Back in December the DCT’s Sebastian Logue ’22 had the opportunity to travel to Tacoma, WA, to compete for a National Champion’s jersey in Collegiate Cyclocross. Asked for a brief summary of his trip, Sebastian sat down to prepare an essay. Here’s what the team’s social media guru had to say.
“After spending the last 30,000 feet of descent staring blankly at the faint silhouette of the tip of the wing some fifty feet away, the sheen of wet asphalt materialized without warning just below. ‘On behalf of your crew today, we’d like to welcome you to the Seattle-Tacoma International airport. The local time is 11:10pm.’
I was told it rains in Seattle. You, like me, might be inclined to believe this is just an exaggerated stereotype. It is not. Over four days I saw blue sky a single time for one fleeting half-hour before the standard haze and mist reasserted itself.
On the night of my arrival, as I drove into downtown Tacoma for the first time, through an urban, industrial area in the middle of a cultural and economic revival, it felt as if I had stumbled onto the set of a noir film. Streetlights cast cones of harsh light, distorted by the unrelenting, fine drizzle that accompanied my entire stay in the PNW.
However, as grim as the weather was, there’s no denying that it made for some excellent cyclocross racing. Preride became a melee of weaving through riders stopping, crashing, and running backwards on course to try features again. Racing was—— well, before we get to that: let’s talk mud.
Now I’m no Earth Sciences major (for that you’ll have to talk to Zach Berkow ’20, I hear he went on the Stretch), but in my cursory, bike-oriented understanding of soil and mud, there are a couple types and consistencies of mud.
First: there’s mud with a high clay content. This is the stuff of Zilker Park in Austin, TX or Joe Creason Park in Louisville, KY. This mud gets DEEP, is extraordinarily heavy, and sticks to everything, especially bikes. This is the kind of stuff that rips derailleurs off and clogs frames to the point that wheels don’t spin.
On the other side of the coin, there is mud with a high sand content. This is what Tacoma had in surplus. A thin layer of light, non-viscous mud, aided by constant precipitation, over either solid bedrock, or more, even sandier, soil. This had it pros and cons. It meant that the mud was very watery and did none of the sticking and clogging of mud with more clay, but it also meant that traction was not a spectrum, it was a knife-edge. There was traction all the way up until the breaking point, and then, with nearly no warning, you were sliding, as if on ice, from one side of the course to the other.

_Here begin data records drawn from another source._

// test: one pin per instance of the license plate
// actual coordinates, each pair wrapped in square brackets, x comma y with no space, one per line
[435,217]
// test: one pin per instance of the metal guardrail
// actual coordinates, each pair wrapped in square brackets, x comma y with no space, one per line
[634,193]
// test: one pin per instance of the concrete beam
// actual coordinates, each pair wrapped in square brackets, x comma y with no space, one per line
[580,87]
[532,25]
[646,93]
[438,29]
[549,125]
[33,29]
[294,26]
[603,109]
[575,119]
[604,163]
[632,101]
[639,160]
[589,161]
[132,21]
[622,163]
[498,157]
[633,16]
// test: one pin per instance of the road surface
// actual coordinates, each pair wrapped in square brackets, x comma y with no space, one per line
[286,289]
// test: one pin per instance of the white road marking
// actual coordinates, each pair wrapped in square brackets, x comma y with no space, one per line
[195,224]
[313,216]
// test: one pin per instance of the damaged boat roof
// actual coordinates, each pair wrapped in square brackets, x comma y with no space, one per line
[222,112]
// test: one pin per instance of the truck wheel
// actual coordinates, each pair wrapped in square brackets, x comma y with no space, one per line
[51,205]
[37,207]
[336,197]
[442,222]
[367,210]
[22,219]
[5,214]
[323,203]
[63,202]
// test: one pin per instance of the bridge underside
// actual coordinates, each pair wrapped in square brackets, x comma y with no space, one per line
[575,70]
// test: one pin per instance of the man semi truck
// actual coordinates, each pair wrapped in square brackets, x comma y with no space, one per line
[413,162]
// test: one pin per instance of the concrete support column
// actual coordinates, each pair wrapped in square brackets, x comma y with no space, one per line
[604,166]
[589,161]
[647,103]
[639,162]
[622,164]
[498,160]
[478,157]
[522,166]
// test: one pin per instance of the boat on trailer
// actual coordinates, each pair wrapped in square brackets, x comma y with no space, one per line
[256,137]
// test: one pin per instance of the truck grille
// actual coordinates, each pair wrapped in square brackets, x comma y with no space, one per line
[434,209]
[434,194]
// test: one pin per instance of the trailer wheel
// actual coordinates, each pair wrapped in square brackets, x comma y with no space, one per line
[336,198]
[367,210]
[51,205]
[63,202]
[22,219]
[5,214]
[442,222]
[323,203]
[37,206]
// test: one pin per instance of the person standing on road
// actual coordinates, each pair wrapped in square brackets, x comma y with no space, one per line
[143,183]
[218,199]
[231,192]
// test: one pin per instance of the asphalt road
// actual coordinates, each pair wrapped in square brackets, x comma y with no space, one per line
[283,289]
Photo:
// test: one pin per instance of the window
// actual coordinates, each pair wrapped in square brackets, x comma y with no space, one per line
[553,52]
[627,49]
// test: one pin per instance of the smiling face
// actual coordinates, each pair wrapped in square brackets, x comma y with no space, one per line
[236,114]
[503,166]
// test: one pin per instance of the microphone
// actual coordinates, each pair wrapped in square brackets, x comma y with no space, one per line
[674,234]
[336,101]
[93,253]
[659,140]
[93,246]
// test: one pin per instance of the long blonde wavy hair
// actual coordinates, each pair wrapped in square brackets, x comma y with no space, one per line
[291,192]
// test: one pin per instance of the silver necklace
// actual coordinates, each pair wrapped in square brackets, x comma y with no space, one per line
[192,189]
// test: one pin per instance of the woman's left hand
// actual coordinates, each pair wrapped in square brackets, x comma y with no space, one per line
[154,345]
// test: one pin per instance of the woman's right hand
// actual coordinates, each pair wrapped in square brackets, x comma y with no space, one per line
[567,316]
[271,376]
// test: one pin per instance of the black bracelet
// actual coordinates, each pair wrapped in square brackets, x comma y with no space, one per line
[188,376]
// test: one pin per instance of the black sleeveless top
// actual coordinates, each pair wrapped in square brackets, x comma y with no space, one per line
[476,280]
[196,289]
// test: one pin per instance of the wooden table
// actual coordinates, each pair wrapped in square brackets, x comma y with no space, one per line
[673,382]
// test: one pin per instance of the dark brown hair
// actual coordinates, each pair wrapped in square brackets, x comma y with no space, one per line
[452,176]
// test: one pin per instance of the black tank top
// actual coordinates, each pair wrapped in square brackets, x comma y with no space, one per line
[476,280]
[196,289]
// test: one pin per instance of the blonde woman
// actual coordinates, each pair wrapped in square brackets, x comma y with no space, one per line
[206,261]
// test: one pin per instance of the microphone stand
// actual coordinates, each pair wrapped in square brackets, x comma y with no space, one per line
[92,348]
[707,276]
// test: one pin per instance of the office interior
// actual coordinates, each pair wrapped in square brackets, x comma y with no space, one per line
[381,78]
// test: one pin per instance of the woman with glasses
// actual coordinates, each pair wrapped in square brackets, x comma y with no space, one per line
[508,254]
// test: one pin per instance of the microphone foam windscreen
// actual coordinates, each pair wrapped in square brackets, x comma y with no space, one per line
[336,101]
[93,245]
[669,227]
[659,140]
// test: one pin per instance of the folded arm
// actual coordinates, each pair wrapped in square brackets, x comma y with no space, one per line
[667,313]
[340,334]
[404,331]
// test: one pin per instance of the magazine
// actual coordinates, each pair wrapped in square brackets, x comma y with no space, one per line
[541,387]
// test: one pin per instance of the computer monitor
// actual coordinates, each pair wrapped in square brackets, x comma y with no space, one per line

With the race start at essentially the crack of dawn, I was up before the sun. A little jittery, maybe from the coffee, maybe from nerves. Borrowed some guy’s pump in the parking lot. Shoes. Jacket. Glasses. No Helmet.
‘Shoot.’
I left my helmet at the Airbnb. Not exactly the kind of problem you want to be trying to solve twenty minutes before you race. I did a lap of the parking lot, begging anyone I could find for a spare helmet. Finally I found one. An old Giro that must have been from the mid 2000s. It barely fit over my fairly large melon of a head. Saved, I gridded surprisingly early, in the second row.
The pack of fifty college students charged down the long stretch of pavement, turned left onto the first muddy straight away, and, in the stomach-lurching noise of brakes squealing and spokes snapping, I caught two people colliding and tumbling in my peripheral vision. I missed the pileup that ensued, riding an uneventful race, in the top ten for the first lap, before drifting backwards, and coming back around a couple riders for sixteenth in the final.
With two long run-ups, paired with two technical descents, the course was taxing physically and mentally, requiring fitness and composure to negotiate the rapidly deteriorating conditions of the ruts and washboard on the descents.
All in all, a pretty mediocre performance, but I knew that before I landed at SEA. This one was for the experience. To get out on a fun, challenging course worthy of a National Championship and rip around. I’ll be back next year, maybe with more training. Maybe not. Hopefully with my own helmet.”